De mensheid blijkt echter slecht van geheugen. Zoals het volk Israël binnen de kortste keren liep te klagen en om de haverklap afweek van de dienst aan God, zo is eigenlijk ieder mens: we nemen ons vandaag iets voor en morgen zijn we het weer vergeten. We maken iets mee en naarmate de verjaardagen en kampvuuravonden verstrijken en het verhaal vaker verteld wordt, verandert ook het verhaal: sommige zaken worden versterkt, uitvergroot, andere juist gebagatelliseerd. Verhalen vloeien samen of er wordt slechts een stukje verteld om een bepaalde les of moraal over te brengen en voor je het weet worden er zaken naar het rijk der fabelen verwezen en als sprookje afgedaan. Toch is dat precies hoe ook die zijn ontstaan.

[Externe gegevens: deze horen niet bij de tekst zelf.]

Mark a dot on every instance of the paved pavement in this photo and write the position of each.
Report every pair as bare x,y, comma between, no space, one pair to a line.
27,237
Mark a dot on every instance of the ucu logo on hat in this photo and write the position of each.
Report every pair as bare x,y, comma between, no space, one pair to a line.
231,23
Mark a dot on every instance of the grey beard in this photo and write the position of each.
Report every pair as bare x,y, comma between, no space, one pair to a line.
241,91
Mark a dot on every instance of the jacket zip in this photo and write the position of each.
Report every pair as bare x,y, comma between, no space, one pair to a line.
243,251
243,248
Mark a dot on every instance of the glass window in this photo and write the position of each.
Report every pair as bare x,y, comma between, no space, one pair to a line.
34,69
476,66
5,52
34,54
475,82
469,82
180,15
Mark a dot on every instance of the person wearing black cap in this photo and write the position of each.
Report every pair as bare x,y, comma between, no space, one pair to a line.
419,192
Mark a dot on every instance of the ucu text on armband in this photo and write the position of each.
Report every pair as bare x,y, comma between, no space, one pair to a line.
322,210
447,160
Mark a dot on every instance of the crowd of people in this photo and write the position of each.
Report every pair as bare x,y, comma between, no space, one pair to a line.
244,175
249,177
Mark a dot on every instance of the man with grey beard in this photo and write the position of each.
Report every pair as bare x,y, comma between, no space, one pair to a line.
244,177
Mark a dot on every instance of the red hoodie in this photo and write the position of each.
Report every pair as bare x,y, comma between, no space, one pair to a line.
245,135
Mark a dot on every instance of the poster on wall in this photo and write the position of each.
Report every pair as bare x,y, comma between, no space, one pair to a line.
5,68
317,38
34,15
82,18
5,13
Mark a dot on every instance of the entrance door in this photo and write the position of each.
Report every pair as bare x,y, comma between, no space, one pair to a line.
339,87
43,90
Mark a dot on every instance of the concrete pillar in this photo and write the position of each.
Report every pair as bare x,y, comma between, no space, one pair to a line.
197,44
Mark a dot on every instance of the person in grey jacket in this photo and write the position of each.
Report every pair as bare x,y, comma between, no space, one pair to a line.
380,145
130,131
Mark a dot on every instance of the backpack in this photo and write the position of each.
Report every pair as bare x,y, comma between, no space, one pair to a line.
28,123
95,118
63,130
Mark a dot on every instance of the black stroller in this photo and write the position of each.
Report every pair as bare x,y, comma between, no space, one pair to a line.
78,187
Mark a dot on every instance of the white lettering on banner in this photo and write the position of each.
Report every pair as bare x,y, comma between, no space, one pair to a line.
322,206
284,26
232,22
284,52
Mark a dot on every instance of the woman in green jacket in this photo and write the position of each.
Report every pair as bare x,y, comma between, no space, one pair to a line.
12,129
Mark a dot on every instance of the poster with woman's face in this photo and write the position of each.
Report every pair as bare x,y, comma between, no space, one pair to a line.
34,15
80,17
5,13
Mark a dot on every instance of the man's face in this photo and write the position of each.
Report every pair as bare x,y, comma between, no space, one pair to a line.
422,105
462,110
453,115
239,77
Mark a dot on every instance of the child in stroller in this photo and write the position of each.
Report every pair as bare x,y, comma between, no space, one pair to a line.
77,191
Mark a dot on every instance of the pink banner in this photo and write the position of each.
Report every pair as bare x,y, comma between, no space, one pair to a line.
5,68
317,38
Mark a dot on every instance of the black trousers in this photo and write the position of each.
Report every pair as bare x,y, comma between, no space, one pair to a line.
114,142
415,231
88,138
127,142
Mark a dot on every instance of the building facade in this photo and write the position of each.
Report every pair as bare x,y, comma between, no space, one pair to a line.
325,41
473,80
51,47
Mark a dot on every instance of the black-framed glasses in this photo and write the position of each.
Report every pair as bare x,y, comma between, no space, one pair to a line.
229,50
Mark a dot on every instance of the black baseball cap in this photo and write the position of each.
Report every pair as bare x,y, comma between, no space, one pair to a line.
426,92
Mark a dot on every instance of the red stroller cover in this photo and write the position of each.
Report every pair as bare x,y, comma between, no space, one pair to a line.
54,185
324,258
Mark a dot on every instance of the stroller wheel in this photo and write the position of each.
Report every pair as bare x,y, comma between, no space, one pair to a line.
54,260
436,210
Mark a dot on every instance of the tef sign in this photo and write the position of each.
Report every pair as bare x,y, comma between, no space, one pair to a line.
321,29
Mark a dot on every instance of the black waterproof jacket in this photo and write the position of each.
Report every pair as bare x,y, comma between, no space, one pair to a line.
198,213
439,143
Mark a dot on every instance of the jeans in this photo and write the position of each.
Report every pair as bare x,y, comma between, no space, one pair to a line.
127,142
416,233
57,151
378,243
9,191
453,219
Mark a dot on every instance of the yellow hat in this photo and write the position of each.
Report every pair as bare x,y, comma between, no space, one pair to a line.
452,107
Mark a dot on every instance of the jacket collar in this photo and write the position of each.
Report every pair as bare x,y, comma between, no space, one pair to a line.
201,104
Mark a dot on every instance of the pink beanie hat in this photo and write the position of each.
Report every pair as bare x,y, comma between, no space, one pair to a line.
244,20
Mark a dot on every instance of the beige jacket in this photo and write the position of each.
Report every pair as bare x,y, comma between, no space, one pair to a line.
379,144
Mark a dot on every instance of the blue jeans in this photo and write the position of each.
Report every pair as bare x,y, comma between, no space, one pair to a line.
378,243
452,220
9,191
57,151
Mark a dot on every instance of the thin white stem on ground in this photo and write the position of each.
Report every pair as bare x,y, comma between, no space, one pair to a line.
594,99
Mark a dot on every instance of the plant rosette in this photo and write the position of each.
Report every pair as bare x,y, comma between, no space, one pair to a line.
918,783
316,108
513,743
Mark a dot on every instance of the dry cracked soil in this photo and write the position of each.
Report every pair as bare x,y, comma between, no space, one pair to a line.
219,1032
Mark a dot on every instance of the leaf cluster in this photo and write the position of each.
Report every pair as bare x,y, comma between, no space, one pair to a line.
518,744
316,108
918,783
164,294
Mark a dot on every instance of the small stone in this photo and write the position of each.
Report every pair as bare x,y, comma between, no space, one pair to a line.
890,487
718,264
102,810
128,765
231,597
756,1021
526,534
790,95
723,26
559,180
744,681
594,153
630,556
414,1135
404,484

We kennen de mensen bepaalde eigenschappen toe en in het verhaal zijn ze al snel verworden tot slechts dat dier. ‘Een beer van een vent’, ‘een kattige meid’ of ‘een boom van een kerel’, in de fabel zijn ze gewoon ‘de beer’, ‘de kat’ of ‘de boom’. De geschiedenis van een bepaald volk of een bepaalde episode ervan kan verteld worden in de vorm van een sprookje, waarbij het volk dan uitgebeeld wordt door een vrouw, haar heersende klasse wordt dan de stiefmoeder en haar verlosser is de prins. Het sprookje van Doornroosje is tamelijk goed te vergelijken met de geschiedenis van het Joodse volk ten tijde van koning Josia (2 Koningen 22 en 2 Kronieken 34). Door de jarenlange afgodendienst en de verwaarlozing van de tempel was er een enorme hoeveelheid onkruid opgeschoten en was men zelfs de rol met het Woord van God kwijt. Pas toen Josia koning werd, men zich tot de Heer bekeerde en de tempel reinigde, was er weer sprake van een levende relatie tussen God en Zijn volk, te vergelijken met de prins die de doornstruik weghakte en de prinses die er te slapen lag wakker kuste.

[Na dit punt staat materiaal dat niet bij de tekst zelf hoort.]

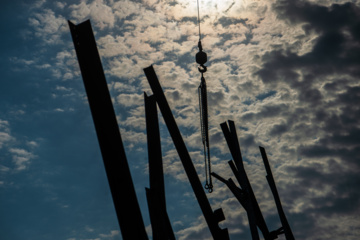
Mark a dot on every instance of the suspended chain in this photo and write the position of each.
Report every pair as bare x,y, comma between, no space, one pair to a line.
204,123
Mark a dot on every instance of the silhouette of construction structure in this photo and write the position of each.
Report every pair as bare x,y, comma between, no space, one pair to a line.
117,168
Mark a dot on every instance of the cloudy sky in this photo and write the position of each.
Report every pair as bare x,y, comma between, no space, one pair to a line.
287,73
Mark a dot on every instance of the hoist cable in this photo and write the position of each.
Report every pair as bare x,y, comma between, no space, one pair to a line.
201,59
204,123
199,20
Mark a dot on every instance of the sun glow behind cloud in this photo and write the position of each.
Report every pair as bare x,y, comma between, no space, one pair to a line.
268,70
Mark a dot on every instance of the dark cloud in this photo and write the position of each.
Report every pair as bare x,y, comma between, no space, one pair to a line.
323,117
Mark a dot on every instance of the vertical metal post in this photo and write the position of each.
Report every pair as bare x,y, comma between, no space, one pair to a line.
107,130
160,223
287,230
239,171
212,218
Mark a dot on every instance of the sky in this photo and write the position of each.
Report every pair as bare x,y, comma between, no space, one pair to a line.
286,72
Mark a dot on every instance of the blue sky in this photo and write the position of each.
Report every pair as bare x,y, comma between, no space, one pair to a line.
287,73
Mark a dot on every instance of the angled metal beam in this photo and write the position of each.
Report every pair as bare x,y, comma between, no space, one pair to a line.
285,224
212,218
108,134
244,200
160,223
238,169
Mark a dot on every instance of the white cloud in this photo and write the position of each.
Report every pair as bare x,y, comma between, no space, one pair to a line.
48,26
21,157
101,14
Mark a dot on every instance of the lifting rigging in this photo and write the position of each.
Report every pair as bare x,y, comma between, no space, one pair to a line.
201,59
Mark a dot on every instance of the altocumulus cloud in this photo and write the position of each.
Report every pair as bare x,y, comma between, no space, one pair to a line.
285,71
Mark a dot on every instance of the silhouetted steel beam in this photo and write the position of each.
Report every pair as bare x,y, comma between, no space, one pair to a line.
160,223
212,218
107,130
286,227
231,138
244,200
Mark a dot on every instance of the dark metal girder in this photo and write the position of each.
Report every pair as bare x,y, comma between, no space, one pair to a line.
238,169
108,134
160,223
285,224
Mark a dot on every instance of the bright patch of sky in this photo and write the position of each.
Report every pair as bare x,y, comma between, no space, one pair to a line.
287,73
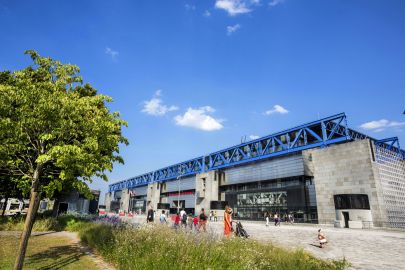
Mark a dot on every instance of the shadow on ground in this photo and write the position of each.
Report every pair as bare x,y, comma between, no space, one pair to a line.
61,256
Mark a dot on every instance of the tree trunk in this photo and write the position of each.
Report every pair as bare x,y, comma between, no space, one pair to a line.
29,222
5,205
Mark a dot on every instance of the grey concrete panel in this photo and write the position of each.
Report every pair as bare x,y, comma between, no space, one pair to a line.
189,200
186,183
140,191
271,169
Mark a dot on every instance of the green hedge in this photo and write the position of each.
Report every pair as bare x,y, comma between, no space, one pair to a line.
160,247
44,224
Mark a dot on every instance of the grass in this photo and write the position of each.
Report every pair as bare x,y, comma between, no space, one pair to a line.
162,248
43,224
45,252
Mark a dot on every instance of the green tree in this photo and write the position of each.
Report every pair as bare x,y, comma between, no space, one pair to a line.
55,132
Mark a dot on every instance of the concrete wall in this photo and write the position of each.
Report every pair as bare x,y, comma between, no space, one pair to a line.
207,185
124,203
153,196
390,169
344,169
186,183
140,191
189,200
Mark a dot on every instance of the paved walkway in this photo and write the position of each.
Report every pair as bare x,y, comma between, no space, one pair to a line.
74,242
365,249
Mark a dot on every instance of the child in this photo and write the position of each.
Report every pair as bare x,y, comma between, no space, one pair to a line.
195,223
177,221
321,238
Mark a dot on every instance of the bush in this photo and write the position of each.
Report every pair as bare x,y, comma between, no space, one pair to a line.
162,248
43,224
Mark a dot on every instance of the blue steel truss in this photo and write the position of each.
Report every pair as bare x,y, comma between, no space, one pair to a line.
320,133
391,144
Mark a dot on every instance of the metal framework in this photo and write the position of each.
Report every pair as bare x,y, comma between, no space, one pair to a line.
391,144
320,133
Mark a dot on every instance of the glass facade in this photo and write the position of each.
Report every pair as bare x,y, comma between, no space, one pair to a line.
282,197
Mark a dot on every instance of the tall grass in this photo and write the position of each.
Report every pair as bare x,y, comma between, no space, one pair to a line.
162,248
43,224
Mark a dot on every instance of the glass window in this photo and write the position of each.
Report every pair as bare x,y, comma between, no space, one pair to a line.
351,201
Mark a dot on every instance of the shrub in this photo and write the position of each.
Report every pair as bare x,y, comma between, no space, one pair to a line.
160,247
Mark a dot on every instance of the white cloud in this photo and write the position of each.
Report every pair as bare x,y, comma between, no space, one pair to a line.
207,13
232,29
274,3
156,107
380,125
235,7
276,109
111,52
199,119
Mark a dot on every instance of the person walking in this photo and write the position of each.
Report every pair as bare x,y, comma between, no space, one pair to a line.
183,216
322,239
190,221
276,220
228,221
163,219
177,221
203,220
195,223
150,215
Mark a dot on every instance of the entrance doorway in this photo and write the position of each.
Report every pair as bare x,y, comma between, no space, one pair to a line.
346,218
62,208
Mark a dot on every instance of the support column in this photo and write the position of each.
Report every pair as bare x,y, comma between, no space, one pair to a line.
207,186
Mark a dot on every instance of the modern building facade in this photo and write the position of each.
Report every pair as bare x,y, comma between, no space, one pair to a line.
319,172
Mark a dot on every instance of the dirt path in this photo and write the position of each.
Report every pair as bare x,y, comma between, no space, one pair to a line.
74,242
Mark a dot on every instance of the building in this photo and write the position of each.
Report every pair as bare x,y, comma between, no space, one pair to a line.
320,172
76,202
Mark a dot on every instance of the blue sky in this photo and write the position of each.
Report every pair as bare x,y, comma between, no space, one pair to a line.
193,77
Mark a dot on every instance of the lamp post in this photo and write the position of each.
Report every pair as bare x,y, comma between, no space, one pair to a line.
181,172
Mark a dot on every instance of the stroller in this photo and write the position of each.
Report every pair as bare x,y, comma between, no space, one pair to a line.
240,231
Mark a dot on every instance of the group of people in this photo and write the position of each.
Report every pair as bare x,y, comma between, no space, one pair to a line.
195,223
181,219
198,223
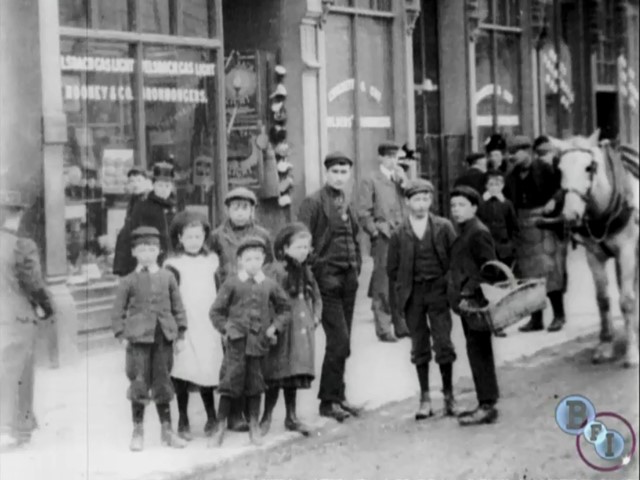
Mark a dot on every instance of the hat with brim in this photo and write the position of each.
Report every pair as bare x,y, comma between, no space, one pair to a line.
145,235
337,158
251,242
163,171
240,193
519,142
388,148
419,185
467,192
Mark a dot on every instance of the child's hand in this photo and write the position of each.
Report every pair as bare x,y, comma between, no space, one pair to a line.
271,335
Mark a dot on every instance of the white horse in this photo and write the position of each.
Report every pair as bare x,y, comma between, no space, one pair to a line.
601,206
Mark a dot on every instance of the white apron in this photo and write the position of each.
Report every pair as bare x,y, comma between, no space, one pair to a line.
201,358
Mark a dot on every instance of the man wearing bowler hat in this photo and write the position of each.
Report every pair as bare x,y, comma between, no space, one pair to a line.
381,209
336,265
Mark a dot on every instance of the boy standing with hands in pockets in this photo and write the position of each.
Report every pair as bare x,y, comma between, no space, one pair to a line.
148,316
242,315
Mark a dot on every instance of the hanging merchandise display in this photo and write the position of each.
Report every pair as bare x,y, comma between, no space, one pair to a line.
278,138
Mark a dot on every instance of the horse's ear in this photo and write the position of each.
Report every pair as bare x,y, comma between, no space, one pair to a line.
558,144
594,139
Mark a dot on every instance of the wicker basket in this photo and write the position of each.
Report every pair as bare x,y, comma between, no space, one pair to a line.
509,301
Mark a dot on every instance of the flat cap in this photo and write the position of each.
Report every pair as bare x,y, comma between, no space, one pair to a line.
337,158
387,148
145,234
472,158
519,142
495,142
469,193
251,241
240,193
419,185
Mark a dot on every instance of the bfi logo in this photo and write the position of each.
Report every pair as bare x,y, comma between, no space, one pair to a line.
576,415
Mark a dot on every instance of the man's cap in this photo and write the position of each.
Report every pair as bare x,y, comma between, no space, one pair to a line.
388,148
542,145
495,142
136,171
467,192
472,158
163,171
337,158
145,234
240,193
418,185
519,142
251,241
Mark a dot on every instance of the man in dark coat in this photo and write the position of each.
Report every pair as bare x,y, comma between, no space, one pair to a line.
534,188
418,265
469,252
123,261
156,210
336,265
475,176
381,209
22,291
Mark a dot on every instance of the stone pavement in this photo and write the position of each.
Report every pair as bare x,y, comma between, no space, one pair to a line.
85,421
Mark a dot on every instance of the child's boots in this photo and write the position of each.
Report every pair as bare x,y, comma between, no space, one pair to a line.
137,439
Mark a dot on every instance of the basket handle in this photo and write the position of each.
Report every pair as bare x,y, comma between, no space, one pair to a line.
503,268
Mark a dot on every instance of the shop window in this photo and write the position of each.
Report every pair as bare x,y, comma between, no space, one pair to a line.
102,14
98,94
156,16
498,69
180,116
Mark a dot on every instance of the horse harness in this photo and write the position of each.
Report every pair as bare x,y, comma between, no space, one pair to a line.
615,216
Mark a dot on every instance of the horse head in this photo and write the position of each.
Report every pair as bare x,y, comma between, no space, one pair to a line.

Met vrijwel al die mythische figuren die we kennen uit de geschiedenis of de literatuur is het ditzelfde verhaal. Het begon met historische personen die bepaalde zaken meemaakten, deze werden onthouden en overgeleverd van generatie op generatie. Niet slechts van de ene generatie op de andere, maar ook van de ene beschaving op de andere. Het is tamelijk bekend dat de Romeinen hun mythologie van de Grieken importeerden, minder bekend is dat de Grieken hun mythen en filosofie van de Egyptenaren en Feniciërs hebben geleerd. Thales, Pythagoras en Plato hebben stuk voor stuk gestudeerd in Egypte. Herodotus ging gewoon rechtstreeks naar Babylon, wat uiteindelijk de bron is van alle religie van de mens. Hoe hoogstaand de cultuur, religie en wetenschap van Babylon eens geweest is, zullen we wellicht nooit weten, maar het volstaat dat de Heer Zelf dit rijk aanduidde als het gouden hoofd van het lichaam der menselijke beschavingen. De echo hiervan klinkt heden ten dage nog door bij allerhande overleveringen. Er is geen beschaving ter wereld die geen overlevering heeft van een glorieuze beschaving die om welke reden dan ook ten onder is gegaan, maar in verhalen wordt de herinnering eraan levend gehouden. Wanneer er dan weer sprake is van een centraal gezag en vestiging van het volk in een bepaald gebied waar het enkele generaties de tijd heeft om een cultuur en beschaving op te bouwen, zien we de overleveringen vastgelegd worden, zeker wanneer er sprake is van een zekere mate van verstedelijkte samenleving.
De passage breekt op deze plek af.